The Small and the Invisible

Even the cruelest and most random moments of the turbulent past year and a half failed to upset the fragile stability they found that snowy night, exactly 729 days ago, in some shabby Italian restaurant in some equally shabby track mall. She was in rare form, babbling sweetly – in hushed tones; for all its dilapidation, the restaurant was undulating with working-class Christmas Eve romance – into his ear.

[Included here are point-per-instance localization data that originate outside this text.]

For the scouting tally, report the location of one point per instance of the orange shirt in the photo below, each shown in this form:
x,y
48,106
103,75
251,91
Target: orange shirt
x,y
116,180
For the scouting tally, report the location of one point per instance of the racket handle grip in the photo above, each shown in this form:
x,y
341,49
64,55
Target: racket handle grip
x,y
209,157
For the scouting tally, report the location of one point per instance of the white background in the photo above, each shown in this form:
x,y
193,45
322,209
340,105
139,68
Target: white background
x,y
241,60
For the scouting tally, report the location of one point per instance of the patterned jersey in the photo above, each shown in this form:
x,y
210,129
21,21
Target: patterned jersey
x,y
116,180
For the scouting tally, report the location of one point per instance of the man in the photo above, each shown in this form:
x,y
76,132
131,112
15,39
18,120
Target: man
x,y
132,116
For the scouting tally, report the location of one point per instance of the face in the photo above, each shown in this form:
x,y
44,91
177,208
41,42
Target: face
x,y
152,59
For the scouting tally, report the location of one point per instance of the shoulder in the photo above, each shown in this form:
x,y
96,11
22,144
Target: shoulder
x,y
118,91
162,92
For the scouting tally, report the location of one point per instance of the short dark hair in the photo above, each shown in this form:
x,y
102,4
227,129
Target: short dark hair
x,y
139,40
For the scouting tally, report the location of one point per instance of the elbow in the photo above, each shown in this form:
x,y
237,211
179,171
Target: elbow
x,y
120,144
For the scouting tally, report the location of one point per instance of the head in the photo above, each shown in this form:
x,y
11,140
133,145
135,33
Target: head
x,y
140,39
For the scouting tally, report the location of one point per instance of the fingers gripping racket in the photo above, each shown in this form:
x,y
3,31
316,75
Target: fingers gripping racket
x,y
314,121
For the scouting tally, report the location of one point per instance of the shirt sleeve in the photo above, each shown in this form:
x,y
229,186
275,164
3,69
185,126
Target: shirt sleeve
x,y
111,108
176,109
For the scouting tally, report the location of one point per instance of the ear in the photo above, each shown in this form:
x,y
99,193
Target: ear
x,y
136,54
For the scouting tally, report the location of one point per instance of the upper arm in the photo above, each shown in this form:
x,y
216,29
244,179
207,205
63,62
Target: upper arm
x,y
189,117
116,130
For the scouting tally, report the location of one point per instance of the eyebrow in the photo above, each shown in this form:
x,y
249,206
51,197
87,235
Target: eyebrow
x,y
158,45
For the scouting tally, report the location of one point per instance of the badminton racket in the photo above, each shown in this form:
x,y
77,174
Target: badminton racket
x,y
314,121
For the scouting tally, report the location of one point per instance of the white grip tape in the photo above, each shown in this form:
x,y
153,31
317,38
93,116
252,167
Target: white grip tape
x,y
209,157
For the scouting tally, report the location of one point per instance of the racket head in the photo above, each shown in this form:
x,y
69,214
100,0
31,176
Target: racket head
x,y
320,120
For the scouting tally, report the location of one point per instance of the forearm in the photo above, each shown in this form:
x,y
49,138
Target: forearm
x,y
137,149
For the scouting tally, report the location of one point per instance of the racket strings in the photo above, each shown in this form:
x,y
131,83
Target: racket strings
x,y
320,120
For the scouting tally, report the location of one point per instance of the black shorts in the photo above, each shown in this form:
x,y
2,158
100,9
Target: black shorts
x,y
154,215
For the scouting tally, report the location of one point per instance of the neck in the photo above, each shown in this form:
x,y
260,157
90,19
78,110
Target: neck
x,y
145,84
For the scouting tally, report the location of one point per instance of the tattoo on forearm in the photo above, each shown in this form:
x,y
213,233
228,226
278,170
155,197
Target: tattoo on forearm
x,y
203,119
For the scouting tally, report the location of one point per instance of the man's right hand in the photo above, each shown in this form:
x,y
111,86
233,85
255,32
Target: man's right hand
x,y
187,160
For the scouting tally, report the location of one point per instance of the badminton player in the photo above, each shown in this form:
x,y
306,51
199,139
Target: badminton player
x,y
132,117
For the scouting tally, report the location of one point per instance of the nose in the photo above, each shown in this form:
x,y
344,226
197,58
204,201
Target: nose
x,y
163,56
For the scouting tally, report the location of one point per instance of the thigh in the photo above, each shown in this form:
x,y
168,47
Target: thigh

She was, he reasoned, still high on the adrenaline that washed over the two of them when his new Lexus spun off the road and into a snowbank – where it was fated to remain until the roads were properly cleared and salted.  They wanted to interpret every extraordinary thing as fate drawing them (back) together, as some force telling them that everything would be okay. If only they would only almost die whenever their relationship seemed beyond resuscitation.

She ordered french fries (somewhere near the end of the menu with stuff like friend chicken, just in case) and a glass of red wine. He ordered red wine, too, but spent the next several hours, until the only other patrons were two drunkards attempting courtship, watching her and worrying that the snow would eventually stop.


To His Detriment

The first time I saw her sunbathing was during high summer: a nearly naked body prostrate and baking on a frayed beach blanket.

Through autumn and winter, everyday she was out there on her blanket. Even under the oppressive winter sky she darkened. Over time I memorized her skin—its gradations, flaws, and changes.

One evening I saw her out at a restaurant. Winter was lifting but it was still cold. I was sitting alone at a table when a woman appeared in my periphery. I didn’t know her face, but I didn’t need to. The hue of her skin betrayed her identity.

“Excuse me,” I called from my seat. She turned.

“Yeah?”

“I don’t mean to startle you, but I see you sunbathing everyday. Won’t you sit with me?”

She slid her face into a smile and sank into the offered chair. I extended my hand, hoping she would allow me just one touch of her bronzed hand. She obliged.

It was an exquisite appendage—soft, smooth, slightly toned—and in spite of myself I grew excited.

Unfortunately, with her other exquisite appendage she pulled pepper spray from her coat and wasted no time in shooting me with it.